Greetings from the Dean of Faculty

Kazuhiko OISHI Kazuhiko OISHI

 The Institute of Business Sciences is a faculty structure that promotes theoretical and practical education as well as research in the two fields of Business Administration and Law, focusing on various business issues such as platform strategies, data utilization strategies, and advanced legal regulations that are at the core of a global society that is rapidly developing into a digital and borderless society. The main objective of the research is to build a practical theoretical system that maximizes the synergistic effects of combining practical knowledge accumulated in the real business world with knowledge and methods from advanced and pioneering academic fields. Our faculty members are mainly in charge of our evening graduate school for working adults, which provides training and re-education for highly-skilled professionals in the above two fields. As well as providing feedback to working adult graduate students through lectures and research guidance, they also engage in pioneering research activities.

 It was September 2011 when the structure called the “Institute of Business Sciences” was established, so, if we count from that point, the history of the faculty goes back only about 10 years. However, even before the separation of the “Graduate School of Business Sciences” as an educational structure and the “Business Science Department” as a faculty structure, the group of faculty members mainly in charge of the Graduate School of Business Sciences, which is based in the Tokyo area and specializes in offering courses on weeknights and weekends for working adults, continued to be attached to the Graduate School. In other words, the University of Tsukuba is one of the leading universities in Japan, and in 1989, when the University of Tsukuba was the first university in Japan to establish a Graduate School of Management and Policy Sciences for working adults at its Tokyo Campus, it had only one major, the Management System Science Program (Master’s Course). The following year, in 1990, the Graduate School established the Corporate Law Program (Master’s Course), and it was at this point that the prototype for the current Institute of Business Sciences was formed, with a faculty structure consisting of two fields of study: Business Administration and Law. Based on this history, the Institute of Business Sciences has in fact had a substantial 30-year history.

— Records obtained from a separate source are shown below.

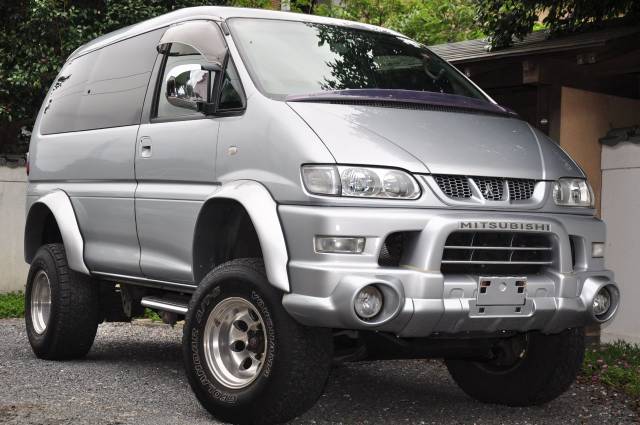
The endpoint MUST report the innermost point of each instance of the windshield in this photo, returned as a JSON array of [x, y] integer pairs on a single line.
[[292, 58]]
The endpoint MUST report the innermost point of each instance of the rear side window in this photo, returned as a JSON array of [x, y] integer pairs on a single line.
[[102, 89]]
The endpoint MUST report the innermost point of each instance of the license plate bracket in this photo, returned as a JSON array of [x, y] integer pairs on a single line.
[[501, 290]]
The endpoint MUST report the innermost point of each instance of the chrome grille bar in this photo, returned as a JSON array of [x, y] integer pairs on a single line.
[[496, 252]]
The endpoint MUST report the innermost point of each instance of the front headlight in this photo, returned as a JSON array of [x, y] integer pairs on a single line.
[[361, 182], [573, 193]]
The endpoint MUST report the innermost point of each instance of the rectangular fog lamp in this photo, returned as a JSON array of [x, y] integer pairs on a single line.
[[597, 249], [339, 244]]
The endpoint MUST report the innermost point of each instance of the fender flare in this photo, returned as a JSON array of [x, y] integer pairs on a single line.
[[59, 204], [263, 211]]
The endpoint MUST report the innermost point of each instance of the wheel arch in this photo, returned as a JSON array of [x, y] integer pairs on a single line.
[[51, 218], [231, 220]]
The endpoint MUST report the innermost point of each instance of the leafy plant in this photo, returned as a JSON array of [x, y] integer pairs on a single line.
[[616, 365], [11, 305], [505, 20]]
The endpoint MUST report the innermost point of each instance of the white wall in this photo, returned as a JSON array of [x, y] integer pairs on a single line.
[[621, 211], [13, 269]]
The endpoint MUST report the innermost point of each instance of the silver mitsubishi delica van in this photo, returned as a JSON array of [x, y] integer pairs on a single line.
[[304, 190]]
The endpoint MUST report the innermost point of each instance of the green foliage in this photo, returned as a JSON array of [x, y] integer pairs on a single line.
[[505, 20], [11, 305], [152, 315], [429, 22], [616, 365]]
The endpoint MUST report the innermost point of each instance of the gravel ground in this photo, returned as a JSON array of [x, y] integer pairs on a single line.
[[134, 374]]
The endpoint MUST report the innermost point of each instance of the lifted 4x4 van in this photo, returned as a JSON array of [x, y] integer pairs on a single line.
[[304, 190]]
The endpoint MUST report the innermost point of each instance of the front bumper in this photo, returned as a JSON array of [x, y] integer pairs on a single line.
[[422, 300]]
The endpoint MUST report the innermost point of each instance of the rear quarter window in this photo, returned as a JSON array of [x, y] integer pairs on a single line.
[[102, 89]]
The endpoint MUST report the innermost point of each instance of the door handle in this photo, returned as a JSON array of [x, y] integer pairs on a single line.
[[145, 147]]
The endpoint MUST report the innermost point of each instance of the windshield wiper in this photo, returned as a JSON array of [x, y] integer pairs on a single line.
[[391, 97]]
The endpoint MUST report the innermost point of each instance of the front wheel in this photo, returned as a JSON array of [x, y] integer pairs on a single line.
[[246, 359], [526, 370], [61, 307]]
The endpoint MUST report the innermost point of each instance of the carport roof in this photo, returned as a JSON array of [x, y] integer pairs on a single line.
[[535, 43]]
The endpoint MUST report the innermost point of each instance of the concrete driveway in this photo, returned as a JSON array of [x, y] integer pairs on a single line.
[[134, 375]]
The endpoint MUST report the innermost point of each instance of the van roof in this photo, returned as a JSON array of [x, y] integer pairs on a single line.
[[218, 13]]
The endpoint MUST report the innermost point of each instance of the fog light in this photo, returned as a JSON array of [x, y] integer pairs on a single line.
[[368, 302], [602, 302], [597, 250], [339, 245]]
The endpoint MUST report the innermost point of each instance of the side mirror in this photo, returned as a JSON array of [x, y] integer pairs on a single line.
[[188, 86]]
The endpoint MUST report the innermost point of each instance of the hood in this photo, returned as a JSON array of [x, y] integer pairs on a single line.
[[436, 140]]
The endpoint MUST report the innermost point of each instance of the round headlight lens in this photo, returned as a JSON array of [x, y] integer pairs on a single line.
[[573, 193], [360, 182], [397, 185], [363, 182], [602, 302], [368, 302]]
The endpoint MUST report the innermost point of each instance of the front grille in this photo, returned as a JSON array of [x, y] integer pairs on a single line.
[[491, 188], [520, 189], [454, 186], [496, 252]]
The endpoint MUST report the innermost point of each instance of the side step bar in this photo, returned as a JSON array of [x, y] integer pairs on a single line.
[[161, 304]]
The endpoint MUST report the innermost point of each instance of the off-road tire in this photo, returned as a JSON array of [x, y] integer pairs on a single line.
[[549, 367], [298, 358], [75, 307]]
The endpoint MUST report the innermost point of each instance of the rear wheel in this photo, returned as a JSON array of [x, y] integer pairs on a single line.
[[526, 370], [246, 359], [61, 307]]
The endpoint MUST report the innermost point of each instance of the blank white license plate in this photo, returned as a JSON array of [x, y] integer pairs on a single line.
[[501, 290]]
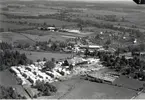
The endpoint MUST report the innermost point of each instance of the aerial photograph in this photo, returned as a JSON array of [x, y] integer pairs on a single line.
[[72, 49]]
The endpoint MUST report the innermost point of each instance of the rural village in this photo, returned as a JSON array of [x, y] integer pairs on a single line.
[[71, 50]]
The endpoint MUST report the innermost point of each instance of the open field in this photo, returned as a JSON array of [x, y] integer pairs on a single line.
[[11, 37], [7, 26], [80, 89], [8, 79], [141, 96], [40, 55], [129, 83]]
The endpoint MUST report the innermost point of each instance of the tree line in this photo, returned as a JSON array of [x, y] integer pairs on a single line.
[[9, 93], [132, 67]]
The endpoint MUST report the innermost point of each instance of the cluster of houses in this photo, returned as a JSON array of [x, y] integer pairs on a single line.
[[106, 77], [33, 73], [30, 74]]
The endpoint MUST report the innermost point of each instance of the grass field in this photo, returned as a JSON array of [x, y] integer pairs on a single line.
[[7, 79], [7, 26], [40, 55], [11, 37], [129, 83], [80, 89]]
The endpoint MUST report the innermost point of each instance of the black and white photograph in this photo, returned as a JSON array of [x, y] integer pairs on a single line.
[[72, 49]]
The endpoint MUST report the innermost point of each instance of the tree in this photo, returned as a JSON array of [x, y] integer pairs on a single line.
[[44, 59], [9, 93], [86, 52], [46, 88], [49, 65], [65, 63]]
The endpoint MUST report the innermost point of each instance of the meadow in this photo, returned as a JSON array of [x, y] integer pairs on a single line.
[[34, 56]]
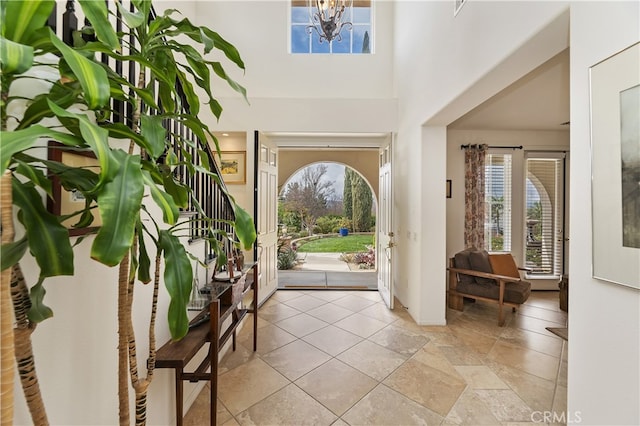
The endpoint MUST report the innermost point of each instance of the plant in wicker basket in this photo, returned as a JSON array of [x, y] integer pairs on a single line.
[[75, 101]]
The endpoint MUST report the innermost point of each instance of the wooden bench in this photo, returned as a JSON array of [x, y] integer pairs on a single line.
[[505, 287], [205, 328]]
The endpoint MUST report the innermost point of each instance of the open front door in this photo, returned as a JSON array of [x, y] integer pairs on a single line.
[[385, 226], [267, 211]]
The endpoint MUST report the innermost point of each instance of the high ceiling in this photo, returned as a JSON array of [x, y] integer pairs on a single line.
[[538, 101]]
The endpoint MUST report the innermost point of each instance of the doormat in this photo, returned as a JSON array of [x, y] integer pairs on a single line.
[[560, 332]]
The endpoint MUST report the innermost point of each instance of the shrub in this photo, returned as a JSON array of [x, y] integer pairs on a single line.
[[366, 260], [328, 224], [287, 258]]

 The concept of a graduate school specializing in the education of working adults must have stood out as unique and pioneering when it was founded in 1989, and it has continued to operate as a leader in the field of graduate schools for working adults over the past 30 years. However, in a modern context when we see the prosperity of graduate schools for working adults nationwide, we in the Business Sciences are seriously required to plan for the future with an eye to the next generation. When we consider such a future plan, we must not forget that we are required to fully demonstrate the characteristics and strengths that we have cultivated in our history. Looking back on the history as laid out above, the fact that our faculty members in the Business Sciences are primarily responsible for educational structures that offer degree programs and majors specifically for working adults, as well as the significance of our location in Tokyo as our base of activities, will be key in envisioning our future direction.

 The main mission of the Institute of Business Sciences is to enhance research through collaboration with graduate schools for working adults. The first reason why the members of the Institute of Business Sciences use the Tokyo Campus as their base of operations is to provide an environment in which adults working on the front lines of business in real time in the Tokyo metropolitan area can commute to the university on weeknights and weekends to take advanced specialized education in the fields of Business Administration and Law. Unlike students in the undergraduate program who are around 20 years old, these students come to our Tokyo Campus with real knowledge and a cognizance of problems that is based on their professional experience in the real world. For faculty members, they are more than just the subjects of education; they are also capable of realizing untapped research challenges. Our daily educational endeavors for these adult students are important for our research activities, as they serve as a bridge between the real world and academia, as our research focuses on various business issues. Many of our graduates have gone on to become researchers, and it will become increasingly important for faculty members in the Business Sciences to collaborate with graduates in their research activities, including those who are still active in business and government.

 The Institute of Business Sciences consists of four research groups: two in Business Administration and two in Law. Regarding the two research groups in Business Administration, the Management System Science Research Group emphasizes research in the fields of mathematics and information in addition to the core field of Business Administration, and aims to take an approach that integrates all of these. The International Management Professional Research Group is particularly diverse, owing to a comparatively high number of non-Japanese and female faculty members. As for the two Law groups, the Corporate Law Research Group specializes in legal fields closely related to business and has a lineup capable of tackling cutting-edge legal issues, while the Legal Profession Research Group covers the full range of basic fields involved in practical law and includes active practitioners as well as researchers. It can be said that each of these four groups has its own unique characteristics. There is a growing need for interdisciplinary research in which each of these four groups, while maintaining their individuality, tackles the common issues of contemporary society from different perspectives.